Cut the toast on a diagonal and layer with the ricotta and strawberries. Top with some fresh basil & sugar free maple syrup.
Low Carb Goat Cheese & Pecan stuffed Chicken Breast with strawberry salad – only 310 calories!
5oz raw chicken breast
14grams of pecans – divided
1/2oz of goat cheese
1-2 sprigs of thyme
1/4tsp lemon zest
Juice from half a lemon
Dash of olive oil
50grams of sliced strawberries
Bowl of mixed greens
Preheat oven to 400 degrees. Chop up half of the pecans and place them in a small bowl with the goat cheese, thyme leaves and lemon zest.
Put the chicken breast between two layers of plastic wrap, on a chopping board, and use a meat mallet to pound until 1/4-inch thick.
Lay the chicken breast flat, season each side with salt and pepper.
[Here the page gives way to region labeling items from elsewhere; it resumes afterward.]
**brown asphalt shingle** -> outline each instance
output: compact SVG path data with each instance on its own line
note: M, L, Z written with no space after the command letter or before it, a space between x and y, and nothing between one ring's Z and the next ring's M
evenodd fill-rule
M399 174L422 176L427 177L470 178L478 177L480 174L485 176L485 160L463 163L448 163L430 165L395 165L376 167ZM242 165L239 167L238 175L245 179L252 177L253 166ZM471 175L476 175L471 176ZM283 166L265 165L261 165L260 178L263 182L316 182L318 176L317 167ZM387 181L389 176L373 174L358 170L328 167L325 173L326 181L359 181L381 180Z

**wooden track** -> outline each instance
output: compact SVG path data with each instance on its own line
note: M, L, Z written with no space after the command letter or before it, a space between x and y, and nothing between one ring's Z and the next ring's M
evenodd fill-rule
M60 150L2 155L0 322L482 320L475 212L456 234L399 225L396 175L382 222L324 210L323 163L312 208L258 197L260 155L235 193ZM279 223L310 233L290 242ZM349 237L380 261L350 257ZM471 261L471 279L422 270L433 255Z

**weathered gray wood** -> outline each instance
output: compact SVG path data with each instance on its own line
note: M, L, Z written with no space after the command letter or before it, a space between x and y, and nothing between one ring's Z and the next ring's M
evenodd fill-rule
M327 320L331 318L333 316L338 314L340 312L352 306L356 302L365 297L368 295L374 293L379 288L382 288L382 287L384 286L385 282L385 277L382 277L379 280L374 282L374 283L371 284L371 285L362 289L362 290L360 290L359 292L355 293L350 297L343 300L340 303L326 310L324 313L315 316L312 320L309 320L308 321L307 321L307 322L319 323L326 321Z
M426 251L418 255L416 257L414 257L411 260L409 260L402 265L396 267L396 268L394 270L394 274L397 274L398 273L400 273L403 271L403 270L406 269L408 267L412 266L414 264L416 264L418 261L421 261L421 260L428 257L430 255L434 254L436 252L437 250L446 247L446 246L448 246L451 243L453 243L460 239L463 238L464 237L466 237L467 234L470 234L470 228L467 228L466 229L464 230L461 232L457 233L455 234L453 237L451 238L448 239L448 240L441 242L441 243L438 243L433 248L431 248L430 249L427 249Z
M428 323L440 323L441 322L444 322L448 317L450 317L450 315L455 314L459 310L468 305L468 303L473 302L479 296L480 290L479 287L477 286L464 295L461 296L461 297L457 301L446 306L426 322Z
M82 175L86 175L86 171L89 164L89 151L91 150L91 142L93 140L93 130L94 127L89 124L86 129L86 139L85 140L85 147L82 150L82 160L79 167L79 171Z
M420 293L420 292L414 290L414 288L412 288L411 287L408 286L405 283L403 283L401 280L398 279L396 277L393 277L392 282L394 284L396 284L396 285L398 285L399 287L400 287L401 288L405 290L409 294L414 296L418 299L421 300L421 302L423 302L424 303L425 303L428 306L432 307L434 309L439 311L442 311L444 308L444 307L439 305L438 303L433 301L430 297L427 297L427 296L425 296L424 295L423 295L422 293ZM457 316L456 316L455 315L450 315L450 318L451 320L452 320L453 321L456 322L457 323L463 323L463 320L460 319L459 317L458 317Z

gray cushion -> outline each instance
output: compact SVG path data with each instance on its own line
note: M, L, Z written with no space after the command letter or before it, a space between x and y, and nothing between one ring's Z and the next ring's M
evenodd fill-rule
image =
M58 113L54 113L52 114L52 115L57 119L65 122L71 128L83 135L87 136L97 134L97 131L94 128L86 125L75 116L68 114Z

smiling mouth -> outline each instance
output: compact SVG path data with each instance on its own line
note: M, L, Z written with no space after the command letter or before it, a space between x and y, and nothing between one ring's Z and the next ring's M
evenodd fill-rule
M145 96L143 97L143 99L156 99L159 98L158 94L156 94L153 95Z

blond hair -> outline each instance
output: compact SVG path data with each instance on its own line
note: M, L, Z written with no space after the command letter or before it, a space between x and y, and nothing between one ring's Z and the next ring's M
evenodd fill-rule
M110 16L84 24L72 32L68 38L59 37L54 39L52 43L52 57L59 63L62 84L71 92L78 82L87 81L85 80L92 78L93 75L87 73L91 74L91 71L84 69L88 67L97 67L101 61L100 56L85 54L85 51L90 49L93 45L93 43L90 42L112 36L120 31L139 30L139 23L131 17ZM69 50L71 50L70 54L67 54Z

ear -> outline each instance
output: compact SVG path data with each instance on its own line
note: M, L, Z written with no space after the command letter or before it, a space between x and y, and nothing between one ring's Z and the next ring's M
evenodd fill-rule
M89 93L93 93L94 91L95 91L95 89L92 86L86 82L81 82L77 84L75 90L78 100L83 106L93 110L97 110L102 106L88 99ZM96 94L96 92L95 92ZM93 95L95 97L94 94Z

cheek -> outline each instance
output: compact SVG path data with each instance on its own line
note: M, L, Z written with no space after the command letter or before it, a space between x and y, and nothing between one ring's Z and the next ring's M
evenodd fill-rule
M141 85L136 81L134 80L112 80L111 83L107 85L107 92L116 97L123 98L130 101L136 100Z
Spread the cheese-pecan mixture over the breast, covering the entire surface. Carefully roll up the chicken as tightly as possible and secure with either kitchen twine or 2 toothpicks. Place on a foil lined baking sheet, squeeze the lemon juice over chicken roll and then light brush with a little olive oil. Bake for 20 minutes or until chicken is cooked through. Mine was perfectly juicy at 20 minutes. Allow to rest a few minutes prior to slicing. Serve on top of mixed greens with sliced strawberries and remaining pecans!